On January 26th, President Joe Biden signed an Executive Order to eliminate the use of privately operated criminal detention centers. More specifically, the executive order keeps the Department of Justice from renewing contracts with privately owned prisons. However, this executive order does little to advance criminal justice reform or dismantle the mass incarceration system Biden himself helped create.
For a span of 50 years, from 1925 to 1975, the U.S. state and federal prison population consistently remained below 250,000 people. In the next 32 years, from 1976 to 2008, the federal and state incarceration population would rise to more than 1.6 million people. This increase can be traced to policies that targeted poor urban communities – from Nixon’s war on drugs, to Reagan’s anti-drug abuse act, to Clinton’s three strikes rule. Throughout the Reagan and Clinton Administrations, then Senator Biden, spearheaded and co-signed legislation which dispensed mandatory minimums, increased funding for prisons, and created a sentence disparity between powder cocaine and the cheaper counterpart, crack cocaine. Being in possession of 5 grams of crack came with a minimum sentence of five years without parole, while it took 500 grams of powder cocaine to guarantee the same punishment. The harsher sentencing for a cheaper drug resulted in higher prison rates in low-income communities.
Biden’s current criminal justice policy appears to be aimed at undoing legislation he initiated more than 35 years ago. His participation in poor policy making and government spending (Biden helped write legislation to increase funding for prisons in the ‘90s) contributed to the criminalization of poverty and petty drug usage which unequally affected communities of color. Instead of creating policy initiatives to counteract the root causes of drug sales and usage, addiction was criminalized, and communities of color were torn apart which has had a lasting effect on targeted communities. Yet, the opioid crisis, which predominately affects white communities, was declared a national public health emergency by the Trump administration and garnered federal funding to address addiction prevention and recovery. Criminalizing addiction amongst one group while rehabilitating the other, has led to increased opportunities for white folks and a disparity in incarceration for people of color. Of U.S. residents born in 2001, 1 in 17 white men are likely to be imprisoned while the likelihood for black men is 1 in 3. With more than 2.3 million people in prisons and jails today, it is no surprise that the world’s leader in incarceration is the United States. Biden’s Executive Order to sever federal ties to private prisons is a first step toward undoing his torrid legacy —or so it seems.
Ending contracts with for-profit institutions will not cure mass incarceration. While private prisons have found ways to profit from mass incarceration, the vast majority of people incarcerated in the U.S. are detained in publicly owned prisons.
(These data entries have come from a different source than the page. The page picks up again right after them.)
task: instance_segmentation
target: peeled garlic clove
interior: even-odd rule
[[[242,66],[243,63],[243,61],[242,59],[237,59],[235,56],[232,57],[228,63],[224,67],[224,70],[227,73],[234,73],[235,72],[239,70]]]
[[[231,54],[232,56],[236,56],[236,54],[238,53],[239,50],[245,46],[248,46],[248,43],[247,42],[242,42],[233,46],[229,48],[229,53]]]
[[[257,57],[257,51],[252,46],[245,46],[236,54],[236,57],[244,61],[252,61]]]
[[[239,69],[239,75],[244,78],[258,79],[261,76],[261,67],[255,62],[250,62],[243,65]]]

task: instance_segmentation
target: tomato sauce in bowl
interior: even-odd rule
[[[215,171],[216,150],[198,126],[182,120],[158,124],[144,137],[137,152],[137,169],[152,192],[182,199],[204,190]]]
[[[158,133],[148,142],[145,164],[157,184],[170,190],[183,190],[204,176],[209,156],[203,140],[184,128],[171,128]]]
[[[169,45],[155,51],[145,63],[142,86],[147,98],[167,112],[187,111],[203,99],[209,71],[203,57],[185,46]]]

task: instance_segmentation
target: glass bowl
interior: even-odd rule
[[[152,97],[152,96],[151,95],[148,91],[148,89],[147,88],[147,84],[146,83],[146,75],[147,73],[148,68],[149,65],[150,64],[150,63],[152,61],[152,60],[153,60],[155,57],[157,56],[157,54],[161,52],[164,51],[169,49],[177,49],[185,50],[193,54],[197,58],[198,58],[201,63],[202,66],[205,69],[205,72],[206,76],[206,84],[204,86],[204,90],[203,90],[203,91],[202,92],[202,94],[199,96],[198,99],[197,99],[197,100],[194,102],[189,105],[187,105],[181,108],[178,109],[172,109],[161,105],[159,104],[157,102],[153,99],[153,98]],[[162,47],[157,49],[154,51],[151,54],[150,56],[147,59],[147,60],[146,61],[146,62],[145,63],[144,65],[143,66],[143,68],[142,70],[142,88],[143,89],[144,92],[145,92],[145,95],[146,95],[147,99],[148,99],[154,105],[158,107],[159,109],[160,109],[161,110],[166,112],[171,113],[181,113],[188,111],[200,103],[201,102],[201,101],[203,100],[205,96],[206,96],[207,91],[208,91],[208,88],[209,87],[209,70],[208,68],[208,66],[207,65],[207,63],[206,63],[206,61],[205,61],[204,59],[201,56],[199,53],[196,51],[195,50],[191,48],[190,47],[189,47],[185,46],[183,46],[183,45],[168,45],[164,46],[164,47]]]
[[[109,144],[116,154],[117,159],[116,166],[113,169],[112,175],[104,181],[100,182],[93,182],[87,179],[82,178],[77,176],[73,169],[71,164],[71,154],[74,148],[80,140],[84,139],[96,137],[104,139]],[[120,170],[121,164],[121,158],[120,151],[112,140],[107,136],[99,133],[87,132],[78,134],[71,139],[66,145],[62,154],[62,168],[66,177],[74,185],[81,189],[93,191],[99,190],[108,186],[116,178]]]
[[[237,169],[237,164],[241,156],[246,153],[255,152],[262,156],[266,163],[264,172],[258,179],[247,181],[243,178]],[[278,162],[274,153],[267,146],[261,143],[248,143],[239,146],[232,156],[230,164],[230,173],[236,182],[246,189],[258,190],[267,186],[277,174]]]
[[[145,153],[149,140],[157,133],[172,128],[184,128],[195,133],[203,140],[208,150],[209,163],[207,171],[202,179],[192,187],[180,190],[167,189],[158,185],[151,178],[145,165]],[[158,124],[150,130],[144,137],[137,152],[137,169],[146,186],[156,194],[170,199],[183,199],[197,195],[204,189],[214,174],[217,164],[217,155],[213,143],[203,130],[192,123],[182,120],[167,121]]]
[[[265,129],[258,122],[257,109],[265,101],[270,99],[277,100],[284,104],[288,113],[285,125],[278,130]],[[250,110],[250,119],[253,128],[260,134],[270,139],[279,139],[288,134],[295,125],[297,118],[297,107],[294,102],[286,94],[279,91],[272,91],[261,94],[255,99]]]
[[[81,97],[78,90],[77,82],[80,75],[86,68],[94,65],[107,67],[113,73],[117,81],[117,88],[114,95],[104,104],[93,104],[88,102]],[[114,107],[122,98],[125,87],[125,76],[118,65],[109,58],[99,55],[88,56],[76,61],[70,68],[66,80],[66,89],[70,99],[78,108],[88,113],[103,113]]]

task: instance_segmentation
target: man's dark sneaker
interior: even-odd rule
Fewer than 10% of prisons are privately owned. There is a preconceived notion that private prisons are the root of corruption in the incarceration system because their goal is to make money; however, private prisons operate in conjunction to the massive publicly owned system. Taxpayers spend $80 billion dollars a year on prisons. Biden’s executive order terminates the relationship between the Department of Justice and private prisons but does not extend to contracts between homeland security and private prisons. This means the order does not apply to the immigration detention centers run by private, for-profit prisons where more than 80% of detained immigrants are currently being held. This executive order only effects the 12 private prisons in contract with the DOJ, which detains approximately– 14,000 of more than 2 million people. While cutting the DOJ’s ties with private prisons is a step in the right direction, the President is going to need to do a lot more if criminal justice reformers are to believe he is truly committed to undoing his wrongs.
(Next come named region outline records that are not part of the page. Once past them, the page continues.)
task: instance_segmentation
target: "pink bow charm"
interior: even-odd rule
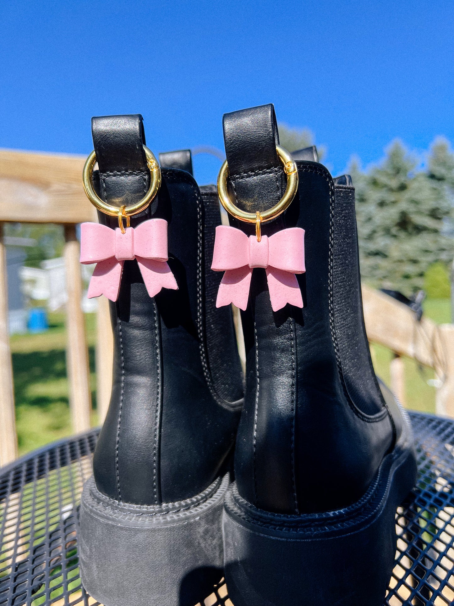
[[[248,305],[252,268],[266,270],[269,298],[274,311],[287,303],[303,307],[296,273],[304,267],[304,230],[301,227],[282,230],[272,236],[246,235],[235,227],[218,225],[211,269],[225,271],[217,293],[216,307],[233,303],[240,309]]]
[[[96,263],[88,297],[105,295],[118,299],[123,262],[137,259],[146,290],[151,297],[161,288],[178,289],[167,264],[167,221],[150,219],[135,228],[111,229],[98,223],[81,225],[81,262]]]

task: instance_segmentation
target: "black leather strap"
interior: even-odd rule
[[[162,168],[178,168],[192,175],[192,159],[191,150],[179,150],[176,152],[164,152],[159,154],[159,164]]]
[[[341,175],[340,177],[335,177],[333,179],[335,185],[347,185],[347,187],[352,187],[353,182],[352,178],[349,175]]]
[[[276,152],[279,133],[274,105],[270,103],[225,114],[223,126],[231,195],[239,208],[249,212],[271,208],[286,187]],[[250,233],[254,228],[245,223],[240,227]]]
[[[148,188],[150,178],[143,151],[142,116],[94,117],[91,132],[101,196],[119,207],[140,200]]]

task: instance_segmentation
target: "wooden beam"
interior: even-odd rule
[[[81,223],[96,221],[84,191],[83,156],[0,150],[3,221]]]
[[[391,360],[389,365],[389,372],[391,376],[391,391],[394,393],[397,399],[403,406],[406,405],[405,397],[405,368],[404,361],[397,354]]]
[[[68,293],[66,303],[68,338],[66,350],[67,369],[73,430],[75,433],[79,433],[90,427],[91,396],[85,320],[81,307],[81,248],[76,237],[74,225],[65,226],[65,239],[66,288]]]
[[[104,422],[110,404],[113,371],[113,334],[109,301],[98,298],[96,315],[96,407],[99,424]]]
[[[441,324],[438,329],[435,372],[441,385],[435,395],[435,411],[454,418],[454,324]]]
[[[433,368],[436,324],[424,316],[418,322],[415,312],[407,305],[384,293],[364,285],[362,291],[369,340]]]
[[[0,465],[18,456],[13,367],[8,326],[8,278],[3,224],[0,223]]]

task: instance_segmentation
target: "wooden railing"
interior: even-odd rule
[[[76,225],[97,221],[82,185],[84,158],[78,156],[0,150],[0,465],[17,456],[17,436],[11,353],[8,333],[6,252],[3,224],[14,221],[58,223],[65,228],[68,302],[67,367],[73,430],[87,430],[91,398],[84,316],[82,279]],[[406,305],[367,287],[363,288],[367,336],[394,352],[391,387],[404,403],[401,356],[433,368],[439,379],[436,411],[454,417],[454,325],[437,325],[425,318],[418,322]],[[102,422],[112,384],[113,344],[108,301],[99,298],[96,365],[98,417]]]
[[[82,278],[76,225],[97,221],[82,185],[84,158],[78,156],[0,150],[0,465],[17,456],[14,390],[8,332],[6,251],[3,225],[8,221],[64,226],[67,369],[73,430],[90,428],[91,409],[88,350],[81,308]],[[113,338],[107,299],[100,298],[96,344],[97,401],[101,419],[110,398]],[[104,300],[102,300],[104,299]]]

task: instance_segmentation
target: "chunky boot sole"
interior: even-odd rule
[[[81,504],[81,576],[105,606],[194,606],[223,576],[222,516],[228,474],[197,496],[120,503],[93,478]]]
[[[367,492],[328,513],[258,510],[233,484],[223,518],[225,578],[235,606],[381,606],[394,565],[396,510],[414,485],[410,421]]]

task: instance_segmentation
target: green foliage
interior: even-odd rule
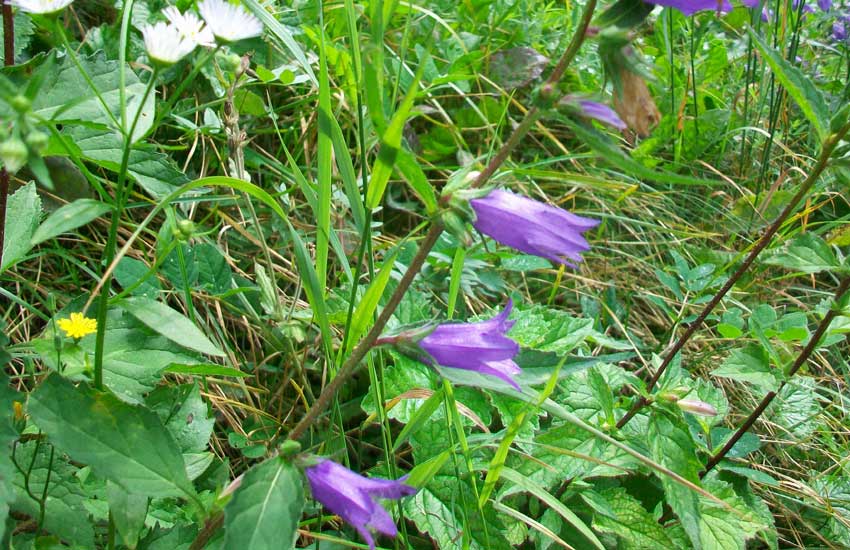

Marina “Livas” Salazar is a Major in Women and Gender Studies here at Hunter, with a minor in Public Policy. She is a scholar of Fordham’s inaugural IDEAL pipeline program, which provides underrepresented students internship experience and guidance through the law school application process. Marina is a proud product of the CUNY school system receiving her Associates at Borough of Manhattan Community College and soon her BA from Hunter. As a late in life student, she is a firm believer in second chances. Her goal is to attend law school and spend the rest of her life changing lives, changing policy, and providing second chances.